Walk the grass pathways past pleached lime and cypress trees. Relax with a drink in the exotic Japanese garden overlooking the koi carp that glide serenely in the ornamental ponds. Get the gas barbie started. Get steamy in the pagoda’s sauna, then shower off outdoors.
Eat al fresco around the chunky garden table. Play a little croquet on the top lawn by the entrance. Be transfixed by the trickle of water from the ornamental waterfall. Once used for hunting, these grounds are now a place to track down only quiet contemplation and a sort of spiritual serenity.
Big rooms and high ceilings make for space to spread, with plenty places to escape with headphones or a book. Period detail abounds here, plus a huge embrace for the practicalities and playthings of contemporary living. In fact, life here flows as effortlessly as the wifi and the sound from the Sonos system.
Although you’ll want for nothing, you never quite lose that grand sense of the 17th century. The fireplaces are magnificent and you’ll feed them with the endless supply of logs provided. Even the medieval entrance hall exudes history, with its huge fireplace, stone-mullioned window and unusual loophole window.
Beyond the hall, rooms come from Tudor times, although there’s not much ancient history about the TV room.

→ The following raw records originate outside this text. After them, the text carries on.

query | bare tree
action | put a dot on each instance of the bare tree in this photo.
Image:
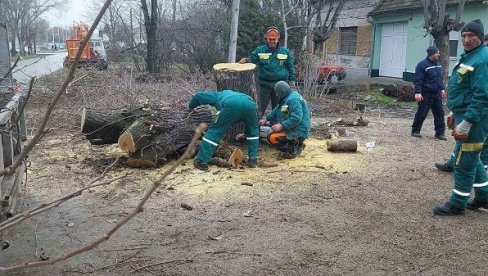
(151, 24)
(233, 31)
(439, 24)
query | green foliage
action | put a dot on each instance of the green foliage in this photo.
(252, 25)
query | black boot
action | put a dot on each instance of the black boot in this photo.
(444, 167)
(476, 204)
(447, 209)
(416, 134)
(440, 137)
(252, 162)
(199, 164)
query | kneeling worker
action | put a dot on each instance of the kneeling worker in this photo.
(232, 107)
(290, 121)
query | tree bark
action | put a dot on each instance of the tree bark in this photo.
(240, 78)
(342, 146)
(153, 139)
(105, 126)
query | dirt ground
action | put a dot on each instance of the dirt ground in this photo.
(322, 213)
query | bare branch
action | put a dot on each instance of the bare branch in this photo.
(138, 209)
(40, 132)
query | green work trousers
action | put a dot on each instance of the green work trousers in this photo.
(469, 171)
(266, 93)
(235, 110)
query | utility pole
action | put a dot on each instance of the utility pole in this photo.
(233, 31)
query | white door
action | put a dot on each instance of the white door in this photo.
(393, 49)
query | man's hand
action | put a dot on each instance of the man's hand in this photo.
(277, 127)
(461, 132)
(418, 97)
(443, 94)
(450, 121)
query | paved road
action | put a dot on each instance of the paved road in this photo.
(41, 66)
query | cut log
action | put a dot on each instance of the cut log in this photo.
(105, 126)
(342, 145)
(350, 122)
(240, 78)
(163, 135)
(236, 158)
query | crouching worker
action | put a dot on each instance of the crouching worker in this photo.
(289, 121)
(232, 107)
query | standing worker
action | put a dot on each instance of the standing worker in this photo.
(275, 63)
(290, 121)
(448, 166)
(232, 107)
(468, 101)
(429, 93)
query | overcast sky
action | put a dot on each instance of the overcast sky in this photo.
(74, 10)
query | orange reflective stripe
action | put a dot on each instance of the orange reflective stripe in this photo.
(273, 138)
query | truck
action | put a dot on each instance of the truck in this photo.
(90, 57)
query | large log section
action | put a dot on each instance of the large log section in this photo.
(237, 77)
(149, 134)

The 60” wall-mounted telly sits beneath Henry VIII-style beams, offering an open invitation to snuggle up on the leather sofas and find a film from the DVD collection.
Escape for solitary serenity with a book to the butler’s house sitting room. Or get the fire burning and gather for drinks, cards and chatter in the giant drawing room on the first floor in the original part of the house. Admire the gardens from the large window, soak up the atmosphere and character, wonder if you could hide and stay forever.
Royal Tudor Manor conjures visions of noblemen returning from the hunt with fresh game or a skewered boar for a hearty banquet. Despite these reminders of ancient times, you won’t go without creature comforts. They include a giant contemporary kitchen, three electric fan ovens, two hobs and a dishwasher.
If you’d prefer to stand the heat in the sauna than the kitchen, Nick Paffett and Mike Clarke from Forkingout are always on hand with a roast loin of Somerset pork, pink trout and samphire, or seared scallops. Eat in pure elegance in the panelled Tudor dining room or al fresco out among the ornamental ponds.
The Tudors would have loved the gas barbie in the garden. They’d also have loved the game-rich King John Inn, bringing you wood-pigeon ham and haunch of venison from Cranborne Chase. Just five minutes’ walk away, it’s also home to an ever-changing menu of fine drafts and beers.
In the next village, The Museum Inn offers locally sourced, AA Rosette-standard fare such as poached pollock, Oriental hot-and-sour stew and beer-battered haddock. Grab a takeaway from Spice of India, and stock up your own kitchen with hearty fare from local delis like Hungry Bird and Tarrant Gunville Farm Shop.
There’ll be no battling over the nine bedrooms here. Every one is lush, luxurious and lavishly endowed with period features. Oak panels, fireplaces and even half-tester canopies are all on the night-time menu.
En-suite bedroom one comes with one of those half-tester canopies, plus a zip-and-link giving the option of a super kingsize double or adjacent twin beds. There’s another half-tester canopy in bedroom two, plus en-suite and zip-and-link. Bedroom three offers twin beds, Tudor panelling and a herringbone brick fireplace.
The master, bedroom four, provides a half-tester canopy, king-size bed, dressing area and contemporary en-suite with walk-in shower. Check out the drinks bar on the landing for a late-night snifter. On the second floor, bedroom five has twin beds that transform into a super king-size double, while bedroom six is a single.
In the butler’s house, bedrooms seven and eight are zip-and-link super king-size doubles. Fancy going Oriental? Bedroom nine in the Japanese Pavilion offers twin beds or super kingsize double. Take a sauna in the morning.